Les travaux de la commission mixte paritaire ont repris ce vendredi matin sur le projet de loi de finances 2025, avec au cœur des débats l’Aide médicale d’État (AME), un dispositif qui a suscité de vives tensions entre les partis.
Après plusieurs jours de discussions, un compromis a été trouvé sur la question des crédits alloués à cette aide. L’AME, qui permet aux personnes en situation irrégulière de bénéficier de soins médicaux en France, fait régulièrement l’objet de débats politiques. Alors que la droite, représentée par les sénateurs des Républicains (LR), militait pour une réduction substantielle de cette aide, les socialistes ont, eux, insisté pour sa « sanctuarisation ».
Un désaccord entre la droite et le gouvernement
Depuis le début de l’examen du projet de loi de finances, la droite s’était montrée inflexible sur sa volonté de réduire les crédits de l’AME. En novembre, le Sénat, dominé par les Républicains, avait voté une baisse de 200 millions d’euros, sur un total de 1,3 milliard. Philippe Juvin, député LR, a défendu cette position, soulignant la nécessité de « réduire les abus » et de « limiter les dépenses publiques ».
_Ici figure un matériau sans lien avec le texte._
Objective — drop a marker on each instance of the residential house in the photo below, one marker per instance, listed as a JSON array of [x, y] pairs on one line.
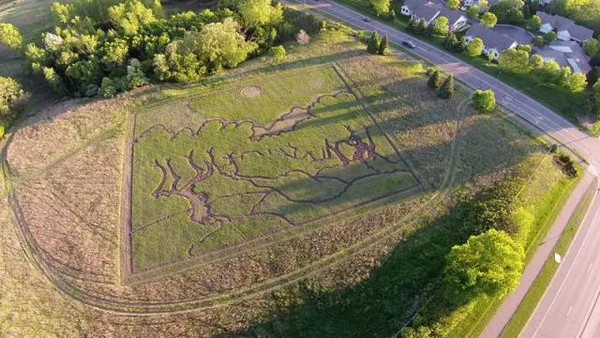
[[427, 11], [493, 43], [567, 54], [565, 29]]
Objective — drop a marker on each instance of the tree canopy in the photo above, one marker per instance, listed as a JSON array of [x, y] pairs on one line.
[[488, 264]]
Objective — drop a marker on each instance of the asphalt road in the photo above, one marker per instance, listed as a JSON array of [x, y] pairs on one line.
[[570, 307]]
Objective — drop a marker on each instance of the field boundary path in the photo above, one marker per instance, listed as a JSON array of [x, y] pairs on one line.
[[554, 126]]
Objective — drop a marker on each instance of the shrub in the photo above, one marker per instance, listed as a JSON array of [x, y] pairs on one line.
[[484, 101]]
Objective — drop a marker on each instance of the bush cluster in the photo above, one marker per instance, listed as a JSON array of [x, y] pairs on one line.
[[103, 47]]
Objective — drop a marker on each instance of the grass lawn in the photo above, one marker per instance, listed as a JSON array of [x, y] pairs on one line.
[[546, 211], [561, 100], [536, 292]]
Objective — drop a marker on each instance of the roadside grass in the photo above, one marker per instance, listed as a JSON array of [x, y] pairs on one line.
[[539, 286], [571, 105], [546, 211]]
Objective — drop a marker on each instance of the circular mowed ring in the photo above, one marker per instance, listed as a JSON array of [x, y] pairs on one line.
[[251, 92]]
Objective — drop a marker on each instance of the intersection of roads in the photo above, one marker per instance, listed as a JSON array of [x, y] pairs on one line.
[[571, 306]]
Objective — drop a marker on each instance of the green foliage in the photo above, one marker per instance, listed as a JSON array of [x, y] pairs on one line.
[[10, 94], [384, 45], [440, 25], [489, 20], [374, 42], [475, 47], [514, 60], [447, 88], [484, 100], [473, 12], [380, 6], [277, 53], [10, 36], [453, 4], [488, 264], [435, 80], [591, 47], [534, 23]]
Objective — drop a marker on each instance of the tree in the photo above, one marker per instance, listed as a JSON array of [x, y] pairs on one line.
[[277, 53], [515, 60], [473, 12], [487, 264], [440, 26], [381, 6], [534, 23], [10, 94], [475, 47], [484, 100], [256, 13], [221, 45], [549, 37], [489, 20], [591, 47], [447, 88], [384, 45], [453, 4], [536, 61], [435, 79], [374, 41], [577, 83], [10, 36]]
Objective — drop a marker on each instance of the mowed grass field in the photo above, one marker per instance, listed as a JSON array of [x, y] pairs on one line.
[[250, 159]]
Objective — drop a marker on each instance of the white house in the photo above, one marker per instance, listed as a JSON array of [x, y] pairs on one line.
[[565, 29], [493, 43]]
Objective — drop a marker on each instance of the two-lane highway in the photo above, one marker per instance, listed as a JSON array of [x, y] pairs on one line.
[[570, 307]]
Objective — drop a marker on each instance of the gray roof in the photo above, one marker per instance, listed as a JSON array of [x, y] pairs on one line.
[[427, 11], [567, 53], [561, 23], [490, 38], [452, 16]]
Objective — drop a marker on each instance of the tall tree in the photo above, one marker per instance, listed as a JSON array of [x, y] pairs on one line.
[[374, 41], [381, 6], [447, 88], [10, 36], [435, 80], [453, 4], [489, 20], [384, 45], [488, 264]]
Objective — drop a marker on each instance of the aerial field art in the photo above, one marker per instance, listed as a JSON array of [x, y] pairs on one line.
[[252, 159], [305, 187]]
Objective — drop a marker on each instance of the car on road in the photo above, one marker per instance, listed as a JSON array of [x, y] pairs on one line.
[[409, 44]]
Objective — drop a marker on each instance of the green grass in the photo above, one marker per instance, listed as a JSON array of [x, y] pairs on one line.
[[555, 97], [261, 175], [539, 286], [546, 211]]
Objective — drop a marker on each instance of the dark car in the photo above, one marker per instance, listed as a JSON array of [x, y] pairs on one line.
[[409, 44]]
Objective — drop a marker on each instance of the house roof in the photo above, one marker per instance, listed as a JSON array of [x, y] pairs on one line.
[[426, 11], [567, 53], [490, 38], [453, 16], [561, 23]]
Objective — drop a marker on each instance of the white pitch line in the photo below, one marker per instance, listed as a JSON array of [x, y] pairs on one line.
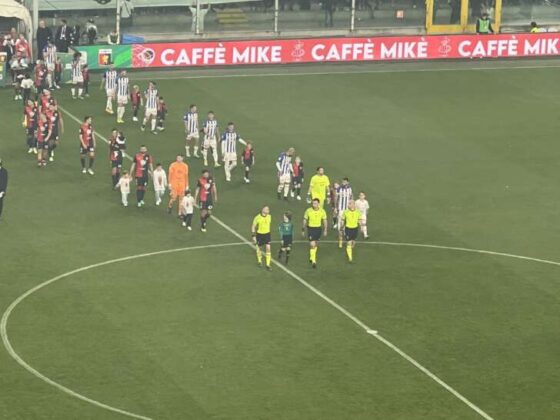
[[347, 71], [338, 307], [35, 372]]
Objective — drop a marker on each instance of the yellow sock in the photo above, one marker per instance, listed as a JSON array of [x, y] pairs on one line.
[[313, 255], [268, 258], [349, 252]]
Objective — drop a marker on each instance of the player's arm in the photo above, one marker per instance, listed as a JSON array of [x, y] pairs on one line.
[[325, 225], [304, 224], [215, 192]]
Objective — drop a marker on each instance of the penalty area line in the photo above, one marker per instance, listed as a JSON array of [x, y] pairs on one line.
[[336, 306]]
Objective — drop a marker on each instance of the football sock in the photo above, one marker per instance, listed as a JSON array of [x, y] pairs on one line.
[[268, 258], [313, 255], [349, 252]]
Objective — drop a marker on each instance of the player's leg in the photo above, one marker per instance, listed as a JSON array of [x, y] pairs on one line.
[[267, 255], [91, 161]]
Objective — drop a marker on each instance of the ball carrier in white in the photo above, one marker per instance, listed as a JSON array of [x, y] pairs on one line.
[[229, 149]]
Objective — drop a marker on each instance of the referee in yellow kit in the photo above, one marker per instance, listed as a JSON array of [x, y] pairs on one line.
[[260, 230], [315, 220], [350, 222]]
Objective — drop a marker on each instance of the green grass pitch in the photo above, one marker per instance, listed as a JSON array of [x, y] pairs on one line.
[[454, 158]]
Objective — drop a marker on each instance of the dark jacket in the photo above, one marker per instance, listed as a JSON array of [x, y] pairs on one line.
[[3, 180], [43, 35]]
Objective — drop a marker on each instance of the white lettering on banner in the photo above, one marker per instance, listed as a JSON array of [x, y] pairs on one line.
[[345, 52], [258, 55], [405, 50], [541, 47], [489, 48], [204, 56]]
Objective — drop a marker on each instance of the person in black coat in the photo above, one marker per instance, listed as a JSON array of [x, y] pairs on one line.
[[62, 37], [3, 185], [44, 35]]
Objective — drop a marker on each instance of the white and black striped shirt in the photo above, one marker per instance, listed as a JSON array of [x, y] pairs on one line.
[[284, 164], [151, 98], [191, 122], [49, 54], [122, 86], [77, 68], [229, 142], [211, 128], [343, 196], [110, 78]]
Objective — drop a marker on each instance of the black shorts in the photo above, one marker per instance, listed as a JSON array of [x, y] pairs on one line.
[[116, 163], [351, 234], [287, 241], [263, 239], [314, 234], [142, 181], [206, 204]]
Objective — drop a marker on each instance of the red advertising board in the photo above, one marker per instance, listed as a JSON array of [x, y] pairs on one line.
[[315, 50]]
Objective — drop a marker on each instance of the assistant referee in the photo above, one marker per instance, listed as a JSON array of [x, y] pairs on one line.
[[260, 230], [315, 220]]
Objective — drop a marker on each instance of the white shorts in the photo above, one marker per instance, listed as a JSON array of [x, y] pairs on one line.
[[194, 135], [210, 143], [285, 179], [150, 112]]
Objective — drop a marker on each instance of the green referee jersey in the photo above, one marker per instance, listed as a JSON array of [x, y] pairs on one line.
[[262, 223]]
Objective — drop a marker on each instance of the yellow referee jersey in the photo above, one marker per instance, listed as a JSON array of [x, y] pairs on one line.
[[351, 218], [262, 223], [315, 217]]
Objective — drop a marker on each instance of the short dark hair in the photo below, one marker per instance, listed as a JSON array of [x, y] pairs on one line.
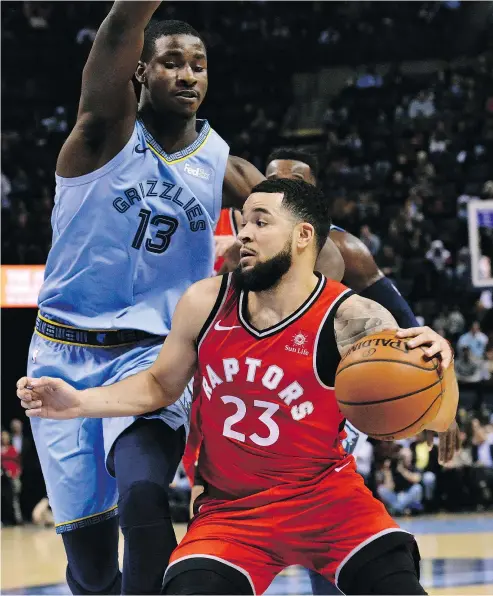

Face à cela, les socialistes ont mené un combat en faveur du maintien des crédits. Le groupe socialiste, par la voix de Boris Vallaud, a réaffirmé que l’AME était une condition sine qua non pour l’adoption du budget. Selon eux, l’AME représente une aide essentielle pour les plus vulnérables.
Un compromis de dernière minute
C’est finalement au sein de la commission mixte paritaire, composée de sept députés et sept sénateurs, que la solution a été trouvée. Un amendement porté par le député David Amiel (Ensemble pour la République) a proposé une réduction modérée des crédits de l’AME : 111 millions d’euros, contre 200 millions initialement proposés par la droite. L’amendement a été adopté par une large majorité de 11 voix contre 3, réunissant socialistes, Républicains et Ensemble pour la République.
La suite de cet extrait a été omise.